|By Arabian Post Staff| The generations of Millennials, meaning people between the ages of 19 and 35, as well as Centennials, denoting young people aged up to 18, will most probably end up poorer than their parents and grand parents, a Bank of America-Merrill Lynch report titled Thematic Investing: The New Kids on the Block has predicted.
Gen Y (“Millennials”, 19-35Y) and Gen Z (“Centennials”, 0-18Y) are the world’s most important demographics, collectively accounting for 59% of the global population. There are 2 billion Millennials worldwide and they have overtaken Boomers to become the largest living generation in US history.
The report says the financial industry has to prepare itself for the rise of the 2.4 billion Centennials – born at the turn of the century and set to live to over 100 years. They are embracing diversity, sustainability, globalisation, disruptive technology, “peak stuff”, new business models, and entrepreneurialism like no generation before them – and they are economically optimistic to boot. Together Gen Y and Gen Z will account for c60% of the global workforce by 2020E.

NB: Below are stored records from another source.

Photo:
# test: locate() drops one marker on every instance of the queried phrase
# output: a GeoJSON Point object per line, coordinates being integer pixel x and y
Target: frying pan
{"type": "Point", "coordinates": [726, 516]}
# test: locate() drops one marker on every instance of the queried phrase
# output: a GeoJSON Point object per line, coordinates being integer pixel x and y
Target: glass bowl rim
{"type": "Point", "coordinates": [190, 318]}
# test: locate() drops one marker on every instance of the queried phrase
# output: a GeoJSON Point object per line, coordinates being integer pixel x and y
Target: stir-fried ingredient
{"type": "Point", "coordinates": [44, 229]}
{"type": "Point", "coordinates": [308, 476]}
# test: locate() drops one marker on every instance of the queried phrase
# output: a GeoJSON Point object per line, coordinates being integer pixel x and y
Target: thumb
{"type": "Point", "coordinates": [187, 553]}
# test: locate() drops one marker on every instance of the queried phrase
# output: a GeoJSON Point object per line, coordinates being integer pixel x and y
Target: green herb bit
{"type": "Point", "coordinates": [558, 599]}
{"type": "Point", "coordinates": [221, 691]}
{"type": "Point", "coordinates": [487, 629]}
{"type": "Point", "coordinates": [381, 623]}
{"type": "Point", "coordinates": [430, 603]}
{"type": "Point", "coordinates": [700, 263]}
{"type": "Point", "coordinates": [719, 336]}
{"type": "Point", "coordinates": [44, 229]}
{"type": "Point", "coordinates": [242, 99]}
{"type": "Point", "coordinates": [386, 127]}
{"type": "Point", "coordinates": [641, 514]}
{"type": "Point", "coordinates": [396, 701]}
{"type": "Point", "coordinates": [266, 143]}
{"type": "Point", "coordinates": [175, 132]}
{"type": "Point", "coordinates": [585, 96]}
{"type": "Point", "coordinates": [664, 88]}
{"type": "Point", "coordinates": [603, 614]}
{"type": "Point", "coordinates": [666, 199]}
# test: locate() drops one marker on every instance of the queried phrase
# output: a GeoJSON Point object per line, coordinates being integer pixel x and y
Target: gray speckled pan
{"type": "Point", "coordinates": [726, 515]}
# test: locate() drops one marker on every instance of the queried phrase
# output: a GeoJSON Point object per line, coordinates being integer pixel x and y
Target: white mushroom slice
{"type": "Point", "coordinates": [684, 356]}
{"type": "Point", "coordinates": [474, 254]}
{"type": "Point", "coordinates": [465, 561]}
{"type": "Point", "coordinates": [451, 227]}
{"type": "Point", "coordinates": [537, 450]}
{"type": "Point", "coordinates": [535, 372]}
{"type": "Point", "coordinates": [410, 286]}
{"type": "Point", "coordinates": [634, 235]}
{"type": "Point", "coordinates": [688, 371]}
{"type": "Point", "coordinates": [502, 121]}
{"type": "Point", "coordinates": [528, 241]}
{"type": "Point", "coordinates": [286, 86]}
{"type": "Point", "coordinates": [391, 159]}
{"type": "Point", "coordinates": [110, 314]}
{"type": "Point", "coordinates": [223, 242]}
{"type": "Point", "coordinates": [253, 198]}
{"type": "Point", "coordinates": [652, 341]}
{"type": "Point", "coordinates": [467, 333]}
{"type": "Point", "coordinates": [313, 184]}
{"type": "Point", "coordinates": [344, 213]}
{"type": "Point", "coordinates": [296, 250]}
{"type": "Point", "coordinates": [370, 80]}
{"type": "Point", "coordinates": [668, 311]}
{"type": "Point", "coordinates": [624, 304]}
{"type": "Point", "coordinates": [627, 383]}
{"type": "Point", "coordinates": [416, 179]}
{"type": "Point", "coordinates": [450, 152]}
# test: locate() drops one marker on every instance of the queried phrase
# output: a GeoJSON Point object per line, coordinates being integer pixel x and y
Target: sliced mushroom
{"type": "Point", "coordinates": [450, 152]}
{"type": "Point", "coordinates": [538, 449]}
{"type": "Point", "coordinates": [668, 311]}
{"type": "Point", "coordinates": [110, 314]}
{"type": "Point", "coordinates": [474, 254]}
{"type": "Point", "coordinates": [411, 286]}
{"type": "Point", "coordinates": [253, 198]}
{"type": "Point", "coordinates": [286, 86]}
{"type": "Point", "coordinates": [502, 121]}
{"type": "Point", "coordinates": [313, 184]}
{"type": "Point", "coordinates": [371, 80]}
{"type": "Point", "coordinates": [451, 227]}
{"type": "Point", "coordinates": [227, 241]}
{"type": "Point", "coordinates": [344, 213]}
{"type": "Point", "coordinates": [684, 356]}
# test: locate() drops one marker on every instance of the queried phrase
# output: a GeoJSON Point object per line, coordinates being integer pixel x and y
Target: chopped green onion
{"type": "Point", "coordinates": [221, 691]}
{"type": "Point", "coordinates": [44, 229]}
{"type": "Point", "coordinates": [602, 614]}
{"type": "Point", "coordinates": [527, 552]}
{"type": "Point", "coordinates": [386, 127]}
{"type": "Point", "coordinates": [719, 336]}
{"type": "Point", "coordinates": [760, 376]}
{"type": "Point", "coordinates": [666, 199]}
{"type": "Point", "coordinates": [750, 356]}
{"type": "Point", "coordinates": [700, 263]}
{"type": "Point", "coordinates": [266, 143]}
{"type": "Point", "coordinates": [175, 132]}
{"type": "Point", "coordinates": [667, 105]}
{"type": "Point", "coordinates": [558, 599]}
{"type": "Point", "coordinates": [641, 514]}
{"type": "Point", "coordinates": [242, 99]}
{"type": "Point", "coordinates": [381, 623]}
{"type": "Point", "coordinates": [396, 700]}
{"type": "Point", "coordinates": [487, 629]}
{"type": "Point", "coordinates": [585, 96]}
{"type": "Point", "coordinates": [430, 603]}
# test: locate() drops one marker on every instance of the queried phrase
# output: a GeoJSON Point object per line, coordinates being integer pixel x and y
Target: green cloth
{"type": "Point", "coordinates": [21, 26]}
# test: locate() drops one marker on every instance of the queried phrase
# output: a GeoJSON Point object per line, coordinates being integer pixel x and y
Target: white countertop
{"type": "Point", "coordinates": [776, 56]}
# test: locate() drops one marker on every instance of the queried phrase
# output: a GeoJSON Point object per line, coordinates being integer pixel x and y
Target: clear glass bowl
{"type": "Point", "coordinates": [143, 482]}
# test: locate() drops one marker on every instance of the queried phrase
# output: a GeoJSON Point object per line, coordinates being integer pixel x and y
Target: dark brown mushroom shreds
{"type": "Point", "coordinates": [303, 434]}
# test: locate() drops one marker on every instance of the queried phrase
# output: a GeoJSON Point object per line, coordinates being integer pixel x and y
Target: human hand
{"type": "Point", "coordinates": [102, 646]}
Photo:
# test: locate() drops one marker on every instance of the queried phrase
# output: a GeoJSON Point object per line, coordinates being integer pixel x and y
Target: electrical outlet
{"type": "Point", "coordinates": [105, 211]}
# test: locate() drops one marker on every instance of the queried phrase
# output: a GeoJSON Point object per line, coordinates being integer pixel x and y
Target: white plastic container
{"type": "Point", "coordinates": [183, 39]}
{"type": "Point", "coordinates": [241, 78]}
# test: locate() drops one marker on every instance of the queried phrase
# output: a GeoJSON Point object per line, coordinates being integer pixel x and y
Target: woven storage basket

The report points out that technology is the defining characteristic of Gen Y and Z’s daily lives, with 90% smartphone and social network penetration. Young cohorts check their phones 150x per day, 50 billion IMs and 6 billion emojis are sent every day, and human attention spans are falling below those of goldfish. Gen Y and Z are mainstreaming disruptive technologies and both corporates and investors need to step up to the challenge, including via smartphones and apps, social media, instantaneous communication, “snackable content”, omnichannel strategies, and making things shareable.
For the first time in history, people aged 65Y+ will outnumber children below 5 years of age before 2020E. Total fertility rates have dropped to near or below replacement rates in all regions except Africa. The downside risk is that both generations may end up poorer than their parents and grandparents, with the demographics having profound long-term effects on the viability of economic growth, housing, pensions, health and long-term care, labour markets, education and public finances.
The report estimates that the total income of Millennials and Centennials at US$21 trillion in 2015 – 35% of global gross income. The US, China, India, Japan, and Germany are the largest markets. It further orecasts that this number could grow to US$62 trillion by 2030E, US$32 trillion for Millennials and US$30 trillion for Gen Z.